Mary tried to get Anna into rehab. She was given an appointment for a detox facility 10 days later, by which point Anna had disappeared from home, which Mary said was increasingly common.
The window of opportunity for someone like Anna to be open to treatment is small—too small for the waiting lists of government‑funded facilities.
Following a violent outburst at home and threatening suicide, the police took Anna to an emergency department, where Mary said she was devastated when she was told Anna would not be admitted.
Anna was admitted to detox programs on two separate occasions. Mary said it was a relief to have Anna in a safe location so Mary and John could have some respite.
Unfortunately, after detox, Anna reverted back to drugs. Mary said she became increasingly disturbed and delusional. Mary said it was at this point they made the difficult decision that Anna could no longer live with them.
Following another incident where the police were called, Anna was admitted to an involuntary ward and later discharged to a man, previously a respite carer for Anna and her family, with whom she had formed a relationship.
I certainly wanted to tell the authorities at the psych ward what to do. ‘Don’t let her go! She is not capable of making a rational decision!’ She was still desperately delusional. … She thought the man she had called … could protect her.
Anna was once again admitted to a secure inpatient ward. Mary went to visit and said Anna was clearly distressed.
She didn’t want to leave that place. She wanted to be kept there, contained, because she knew she couldn’t control herself. But she told me the person in charge of making that decision had spoken harshly to her, saying the psych ward was not there to provide accommodation to people just because they wanted it.

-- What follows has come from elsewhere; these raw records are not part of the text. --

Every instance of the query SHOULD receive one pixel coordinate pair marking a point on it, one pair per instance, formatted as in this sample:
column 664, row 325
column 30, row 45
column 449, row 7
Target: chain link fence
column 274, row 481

Mary wishes authorities had consulted the people who knew Anna best: her family and long‑term doctor. Mary thinks this was a key reason why they failed to recognise the severity of her mental illness and distress.
It was not a straight line, and some days were worse than others; however, there was definitely a trend that could have been picked up had a profile of her with my regular input been developed of Anna along the way.
Ultimately, Mary believes that Anna, who was usually articulate, polite and well presented, and came from a loving, supportive family, lacked many of the red flags clinicians would look for in a brief risk‑focused assessment.
Mary speaks of the anger she felt upon hearing of what Anna had done.
I wanted to line up all the authorities we had met from the mental health system and scream at them, ‘Again and again you turned her away. You refused to contain her. You said she wasn’t bad enough. Well, now she’s murdered someone. Are you finally convinced that she’s BAD ENOUGH?’
Mary feels it is a tragedy that ‘it took the life of a good and innocent man to deliver Anna to safety’. Mary has written a book about Anna’s experiences that led to the ‘unimaginable horror’ of her child taking another’s life.
There were failings that happened into the lead up to it, but both Anna and us as a family absolutely believe that she deserves to be punished and she got a fair sentence.
Despite her history, Anna’s mental illness was appropriately treated only after she had been jailed. In Mary’s experience, drug and alcohol services thought Anna’s mental health problems were too tricky for them to handle, while mental health services offered only brief crisis interventions and inpatient stays.
Mary often reflects on where things went wrong. Mary thinks they should have sought guidance when Anna was still a child, but ‘at the time we had no idea how her life would turn out’.
In a future mental health and wellbeing system, Mary would like to see better information flow between services such as the police, hospitals, GPs, social workers and the families of people experiencing mental illness, and better integration of information from different presentations over time. She also believes that integrated care planning is critical to providing effective, timely support.